We observed that the movement of a charge produces an equal number of lattice points gaining the charge and points losing the charge. Lattice points losing a charge are aware of the destination points in a one-to-one mapping schema shown in Figure 3.c. This was our “Aha!” moment!

We immediately thought we could benefit from this one-to-one mapping to reduce the time for the update of the lists by having the threads of the points losing the charge updating the lists of the points gaining the charge.

This prevents the lattice points gaining the charge impact from having to explore the whole global list of charges and made the difference in the PME performance when executed completely on GPU [See: FEN ZI: GPU Enabled Molecular Dynamics Simulation of Large Membrane Regions Based on CHARMM Force Field and PME].

NVIDIA: Which CUDA resources do you recommend?
Michela: The CUDA Libraries webpage is a great source of software libraries for my group. For example, in FEN ZI we downloaded the cuFFT library and used it for the long-range electrostatic computations. In general we heavily rely on CUDA Zone for updates, libraries, and new ideas. This site is a must for any CUDA developer.

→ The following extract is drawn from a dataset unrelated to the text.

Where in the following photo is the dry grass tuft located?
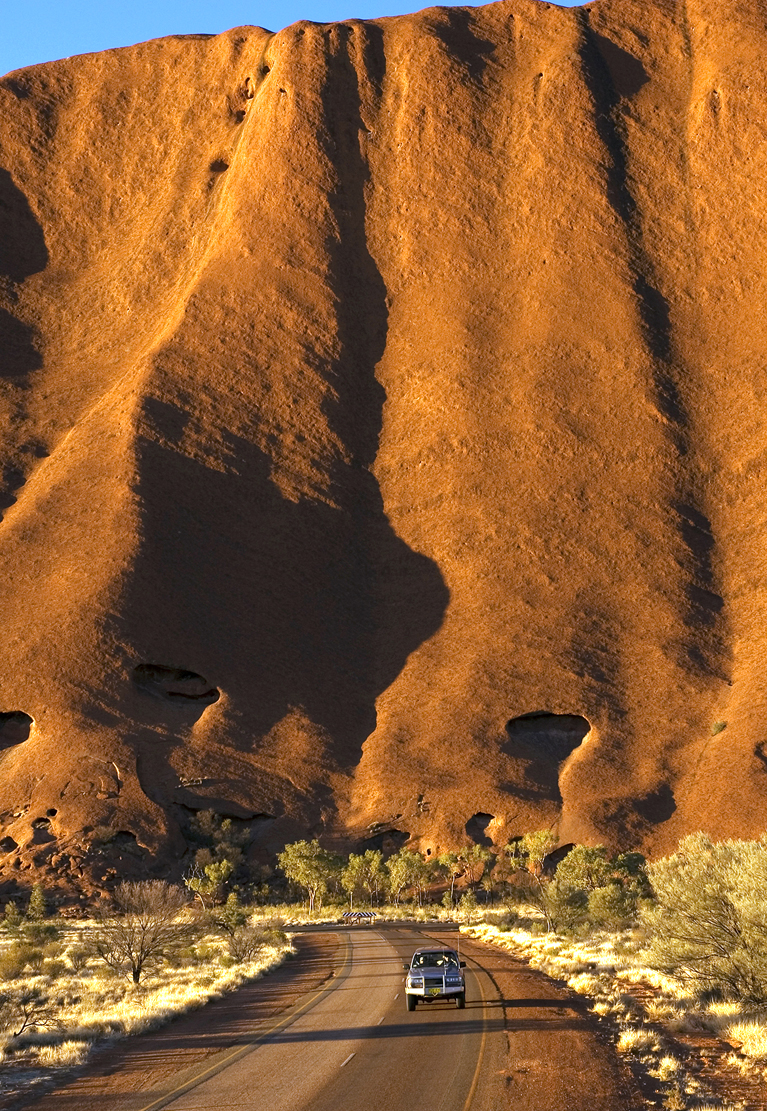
[0,922,291,1091]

NVIDIA: What hardware and software are you using?
Michela: I have been using several GPU generations of NVIDIA, starting with a gamer GPU in 2009, all the way to the Tesla K20 in 2014. Our primary software is written in C and CUDA C.

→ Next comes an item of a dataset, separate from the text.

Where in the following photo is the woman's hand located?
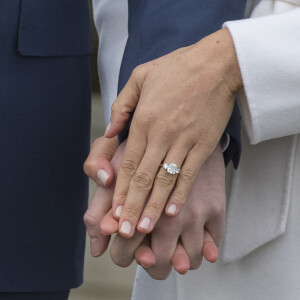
[101,143,226,279]
[106,29,242,237]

NVIDIA: How did you first learn about CUDA?
Michela: In November 2007, at the SC07 conference, I went by the NVIDIA booth where I met NVIDIA’s Marc Adams. We chatted about CUDA and he gave me a memory stick with the CUDA code. I was so excited.

I had read about the Brook language and was considering writing my MD code in that language. Marc changed my mind. While speaking with him I immediately saw the potential hidden in that small memory stick.

I returned to my university and started working with one of my students on our MD code for GPUs. In 2008 we finalized the first version of our code; in April 2009 we published our work on what would become the FEN ZI MD code.

Today FEN ZI is available for the public as open-source software and it has been fundamental for me and my colleague Sandeep Patel in the study of membranes and membrane penetrations.

NVIDIA: What excites you the most about your work?
Michela: The scientific discovery, definitely. For me seeing how my work with GPUs enables scientific discovery is THE big motivator for my work.

I feel I have a very special relationship with GPUs because they helped me to reveal my “MacGyver spirit”. At the very beginning of the GPU era, the few tools and libraries that were available at the time were incomplete and I had to rely on my creativity and imagination to rethink algorithms and applications. GPUs empowered me to build an “explosive” solution to my algorithmic problems using a Swiss army knife and bubble gum.

Today, of course, there is a robust ecosystem of tools, libraries, applications, companies, research labs and other resources built around GPU computing, making it much more accessible.

I am happy to be a member of the select group of people who have attended every single GPU Tech Conference from the very beginning, starting with the NVISION 2008 meeting in which we (the HPC people) were relegated in a small corner of the convention center in San Jose.

Before leaving for NVISION I remember I spoke with a colleague in graphics who was telling me how HPC on GPUs was “hopeless.” This year at GTC 2014, I was looking around at all the innovation and breakthroughs, and thinking back to the 2008 meeting, where a small group of HPC people had a big vision and lots of courage. I am pleased my colleague was wrong and am so proud to be part of this very special community.